Almanya genelinde örgütlü bir yapılanmanın yasaklanmasına ilişkin kararı Federal İçişleri Bakanlığı veriyor. Dernekler ve benzeri örgütlenmelerin yasaklanmasında hukuki çıta oldukça yüksek. Son yıllarda ağırlıklı olarak aşırı sağcı veya radikal İslamcı dernekler yasaklanırken, Almanya Dernekler Kanunu’nun yürürlüğe girdiği 1964 yılından bu yana 57 dernek ile bunların uzantısı veya devamı niteliğinde görülen 106 alt yapılanmanın yasaklandığı bildiriliyor. Bunlardan 93’ünün „yabancı aşırıcılık“ kategorisinde olduğu belirtiliyor. 33 de organize suç veya rockçı çete yapılanmasına dahil sayılan oluşuma yönelik yasak kararı alındığı belirtiliyor.
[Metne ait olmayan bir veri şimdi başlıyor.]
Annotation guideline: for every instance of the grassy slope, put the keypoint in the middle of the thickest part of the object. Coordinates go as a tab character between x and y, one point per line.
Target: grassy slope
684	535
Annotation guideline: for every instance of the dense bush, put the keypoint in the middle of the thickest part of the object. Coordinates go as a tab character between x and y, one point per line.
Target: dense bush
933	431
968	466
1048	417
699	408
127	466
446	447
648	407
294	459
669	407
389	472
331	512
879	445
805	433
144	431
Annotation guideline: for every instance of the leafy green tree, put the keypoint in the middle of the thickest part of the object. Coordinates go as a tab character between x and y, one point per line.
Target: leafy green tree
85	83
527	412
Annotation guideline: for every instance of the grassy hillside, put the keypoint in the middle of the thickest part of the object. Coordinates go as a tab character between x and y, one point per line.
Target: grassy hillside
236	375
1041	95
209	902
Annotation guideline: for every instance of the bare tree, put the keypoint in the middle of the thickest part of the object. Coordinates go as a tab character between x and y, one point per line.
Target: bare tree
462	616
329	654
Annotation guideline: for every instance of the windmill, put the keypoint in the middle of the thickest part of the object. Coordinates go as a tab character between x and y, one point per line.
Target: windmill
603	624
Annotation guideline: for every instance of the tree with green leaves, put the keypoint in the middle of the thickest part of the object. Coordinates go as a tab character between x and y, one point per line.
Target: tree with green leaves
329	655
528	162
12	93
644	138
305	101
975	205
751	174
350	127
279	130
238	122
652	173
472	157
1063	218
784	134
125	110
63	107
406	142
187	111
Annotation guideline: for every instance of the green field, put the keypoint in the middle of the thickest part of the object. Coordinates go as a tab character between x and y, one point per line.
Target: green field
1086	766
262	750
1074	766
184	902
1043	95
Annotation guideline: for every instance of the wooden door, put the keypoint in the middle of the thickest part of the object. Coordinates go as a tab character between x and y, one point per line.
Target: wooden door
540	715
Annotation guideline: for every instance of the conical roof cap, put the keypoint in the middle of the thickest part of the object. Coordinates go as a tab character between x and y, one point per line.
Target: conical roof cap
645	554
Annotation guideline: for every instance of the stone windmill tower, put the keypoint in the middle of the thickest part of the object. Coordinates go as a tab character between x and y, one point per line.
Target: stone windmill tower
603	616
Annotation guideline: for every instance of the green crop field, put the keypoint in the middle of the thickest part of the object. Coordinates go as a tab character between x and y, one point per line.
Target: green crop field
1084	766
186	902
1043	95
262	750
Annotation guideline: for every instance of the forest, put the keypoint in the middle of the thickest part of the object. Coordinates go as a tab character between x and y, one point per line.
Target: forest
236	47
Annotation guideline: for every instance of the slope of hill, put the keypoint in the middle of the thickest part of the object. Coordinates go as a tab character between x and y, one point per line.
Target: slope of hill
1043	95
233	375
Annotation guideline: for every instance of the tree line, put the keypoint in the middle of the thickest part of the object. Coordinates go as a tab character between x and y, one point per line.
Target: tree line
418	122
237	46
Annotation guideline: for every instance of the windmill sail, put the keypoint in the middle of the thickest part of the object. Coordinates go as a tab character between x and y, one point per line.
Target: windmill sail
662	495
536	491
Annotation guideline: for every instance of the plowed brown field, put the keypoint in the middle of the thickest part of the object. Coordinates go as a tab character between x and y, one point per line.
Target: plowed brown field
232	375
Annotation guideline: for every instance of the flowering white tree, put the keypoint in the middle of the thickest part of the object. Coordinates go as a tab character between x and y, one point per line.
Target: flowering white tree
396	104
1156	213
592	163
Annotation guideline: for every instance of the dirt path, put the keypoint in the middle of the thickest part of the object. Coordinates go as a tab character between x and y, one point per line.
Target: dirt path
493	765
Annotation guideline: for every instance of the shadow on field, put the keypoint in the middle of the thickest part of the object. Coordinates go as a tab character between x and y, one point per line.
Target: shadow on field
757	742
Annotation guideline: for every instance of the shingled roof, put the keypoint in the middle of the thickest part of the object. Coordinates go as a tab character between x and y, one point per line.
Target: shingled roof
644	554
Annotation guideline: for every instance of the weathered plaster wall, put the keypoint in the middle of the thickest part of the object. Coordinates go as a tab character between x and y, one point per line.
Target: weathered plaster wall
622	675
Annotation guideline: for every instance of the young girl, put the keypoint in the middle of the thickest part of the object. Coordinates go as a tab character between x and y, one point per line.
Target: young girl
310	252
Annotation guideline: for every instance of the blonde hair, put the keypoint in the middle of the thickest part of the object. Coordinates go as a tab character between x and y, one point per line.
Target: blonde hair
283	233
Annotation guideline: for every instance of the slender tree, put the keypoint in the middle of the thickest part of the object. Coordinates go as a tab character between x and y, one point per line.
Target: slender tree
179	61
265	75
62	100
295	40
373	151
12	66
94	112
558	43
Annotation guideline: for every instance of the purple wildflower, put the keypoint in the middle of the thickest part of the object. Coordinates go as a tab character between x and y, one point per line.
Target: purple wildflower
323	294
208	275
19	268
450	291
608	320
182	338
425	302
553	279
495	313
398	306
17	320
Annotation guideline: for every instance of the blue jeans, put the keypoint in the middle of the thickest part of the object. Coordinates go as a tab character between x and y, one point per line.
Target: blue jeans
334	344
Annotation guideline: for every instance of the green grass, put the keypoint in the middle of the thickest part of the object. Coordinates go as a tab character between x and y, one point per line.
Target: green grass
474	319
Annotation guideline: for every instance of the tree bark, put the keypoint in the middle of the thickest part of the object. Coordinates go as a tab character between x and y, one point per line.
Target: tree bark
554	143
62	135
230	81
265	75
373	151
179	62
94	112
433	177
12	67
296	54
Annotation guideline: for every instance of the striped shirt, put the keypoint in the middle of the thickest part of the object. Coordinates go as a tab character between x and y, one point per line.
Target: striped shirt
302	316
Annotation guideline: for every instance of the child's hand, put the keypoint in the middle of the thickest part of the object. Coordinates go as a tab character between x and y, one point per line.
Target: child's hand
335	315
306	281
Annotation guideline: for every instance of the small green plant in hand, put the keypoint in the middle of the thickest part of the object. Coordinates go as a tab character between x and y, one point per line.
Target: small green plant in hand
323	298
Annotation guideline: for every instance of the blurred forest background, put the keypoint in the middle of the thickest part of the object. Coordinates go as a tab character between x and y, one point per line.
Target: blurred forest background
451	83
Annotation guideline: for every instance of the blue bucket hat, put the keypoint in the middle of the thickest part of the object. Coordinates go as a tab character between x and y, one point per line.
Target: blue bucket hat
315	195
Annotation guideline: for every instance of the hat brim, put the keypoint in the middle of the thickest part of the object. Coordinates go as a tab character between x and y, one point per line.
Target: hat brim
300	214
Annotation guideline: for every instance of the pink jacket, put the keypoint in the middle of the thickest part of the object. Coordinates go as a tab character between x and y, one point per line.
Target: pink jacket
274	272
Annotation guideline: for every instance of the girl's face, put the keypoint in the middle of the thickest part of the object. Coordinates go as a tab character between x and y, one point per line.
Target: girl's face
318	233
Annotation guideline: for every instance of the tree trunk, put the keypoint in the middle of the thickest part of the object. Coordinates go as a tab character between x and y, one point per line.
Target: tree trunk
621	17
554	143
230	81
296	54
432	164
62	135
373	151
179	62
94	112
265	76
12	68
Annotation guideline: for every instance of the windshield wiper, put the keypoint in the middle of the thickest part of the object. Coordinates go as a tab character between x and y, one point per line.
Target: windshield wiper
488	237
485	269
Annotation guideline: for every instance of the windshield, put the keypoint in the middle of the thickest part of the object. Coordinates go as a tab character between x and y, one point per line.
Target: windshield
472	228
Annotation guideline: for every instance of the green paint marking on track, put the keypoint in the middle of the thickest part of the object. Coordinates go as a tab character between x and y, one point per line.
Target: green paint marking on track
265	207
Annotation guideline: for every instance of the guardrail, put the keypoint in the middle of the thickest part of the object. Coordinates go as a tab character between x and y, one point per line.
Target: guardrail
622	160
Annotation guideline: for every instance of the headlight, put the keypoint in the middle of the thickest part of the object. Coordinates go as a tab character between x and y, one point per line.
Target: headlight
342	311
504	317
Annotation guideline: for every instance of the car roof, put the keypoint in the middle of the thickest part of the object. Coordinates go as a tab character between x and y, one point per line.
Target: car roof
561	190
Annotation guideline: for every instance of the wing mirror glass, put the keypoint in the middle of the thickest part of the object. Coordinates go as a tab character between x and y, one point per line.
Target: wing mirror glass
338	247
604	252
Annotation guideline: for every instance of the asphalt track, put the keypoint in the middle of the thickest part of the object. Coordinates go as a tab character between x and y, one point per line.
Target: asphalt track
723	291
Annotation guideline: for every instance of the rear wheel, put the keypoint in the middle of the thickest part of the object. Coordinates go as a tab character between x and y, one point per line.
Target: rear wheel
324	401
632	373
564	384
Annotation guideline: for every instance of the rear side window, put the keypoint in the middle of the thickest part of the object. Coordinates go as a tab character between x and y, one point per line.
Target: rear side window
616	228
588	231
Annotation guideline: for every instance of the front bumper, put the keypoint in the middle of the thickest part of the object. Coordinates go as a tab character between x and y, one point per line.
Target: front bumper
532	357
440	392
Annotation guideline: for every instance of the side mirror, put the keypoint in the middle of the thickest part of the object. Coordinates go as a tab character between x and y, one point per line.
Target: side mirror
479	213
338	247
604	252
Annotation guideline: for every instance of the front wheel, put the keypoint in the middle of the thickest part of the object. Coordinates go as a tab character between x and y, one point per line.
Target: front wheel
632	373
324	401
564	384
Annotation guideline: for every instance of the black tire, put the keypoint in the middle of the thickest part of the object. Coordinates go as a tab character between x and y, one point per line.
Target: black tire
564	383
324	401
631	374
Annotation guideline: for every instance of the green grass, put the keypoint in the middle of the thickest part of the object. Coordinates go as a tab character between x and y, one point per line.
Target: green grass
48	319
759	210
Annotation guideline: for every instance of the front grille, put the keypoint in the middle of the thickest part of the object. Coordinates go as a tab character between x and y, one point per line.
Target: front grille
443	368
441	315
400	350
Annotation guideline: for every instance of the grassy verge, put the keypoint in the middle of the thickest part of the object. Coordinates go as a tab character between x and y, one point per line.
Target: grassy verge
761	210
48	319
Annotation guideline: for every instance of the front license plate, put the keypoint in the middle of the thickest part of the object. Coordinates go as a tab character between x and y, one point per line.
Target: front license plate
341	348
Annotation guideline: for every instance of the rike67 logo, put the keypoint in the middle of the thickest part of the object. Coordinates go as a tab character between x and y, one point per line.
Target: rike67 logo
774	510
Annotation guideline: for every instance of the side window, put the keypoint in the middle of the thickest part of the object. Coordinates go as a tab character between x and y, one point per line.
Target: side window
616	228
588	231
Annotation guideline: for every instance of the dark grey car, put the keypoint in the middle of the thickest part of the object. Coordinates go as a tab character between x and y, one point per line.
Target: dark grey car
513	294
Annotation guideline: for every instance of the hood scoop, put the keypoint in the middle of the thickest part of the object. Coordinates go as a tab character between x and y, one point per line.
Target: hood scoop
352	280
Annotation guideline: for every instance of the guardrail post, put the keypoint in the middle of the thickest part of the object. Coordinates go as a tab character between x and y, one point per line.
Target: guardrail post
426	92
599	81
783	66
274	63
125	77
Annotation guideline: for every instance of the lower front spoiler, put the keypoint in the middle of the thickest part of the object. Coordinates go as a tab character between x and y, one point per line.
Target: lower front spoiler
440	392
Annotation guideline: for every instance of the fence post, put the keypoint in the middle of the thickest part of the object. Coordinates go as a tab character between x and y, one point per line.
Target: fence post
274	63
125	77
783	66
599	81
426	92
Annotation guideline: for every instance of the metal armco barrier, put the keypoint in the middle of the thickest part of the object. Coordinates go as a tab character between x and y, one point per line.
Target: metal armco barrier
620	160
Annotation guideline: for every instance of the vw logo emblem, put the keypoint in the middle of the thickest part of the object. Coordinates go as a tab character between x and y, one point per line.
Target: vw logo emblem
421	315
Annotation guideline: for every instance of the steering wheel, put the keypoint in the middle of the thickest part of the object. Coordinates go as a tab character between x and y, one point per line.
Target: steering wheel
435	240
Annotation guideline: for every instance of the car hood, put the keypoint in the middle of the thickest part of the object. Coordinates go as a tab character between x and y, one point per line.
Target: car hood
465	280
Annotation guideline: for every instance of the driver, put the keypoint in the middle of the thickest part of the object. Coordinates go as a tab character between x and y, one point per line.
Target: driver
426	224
Almanyalı Osmanlıların bir üyesi öldürüldü ve yasaklandı

Almanya İçişleri Bakanlığı, Ankara ile yakın ilişki içinde olduğu belirtilen Almanyalı Osmanlılar (Osmanen Germania) derneğini örneğin 2018’de bireyler ve kamu açısından “ağır tehdit” oluşturduğu gerekçesiyle yasaklamıştı.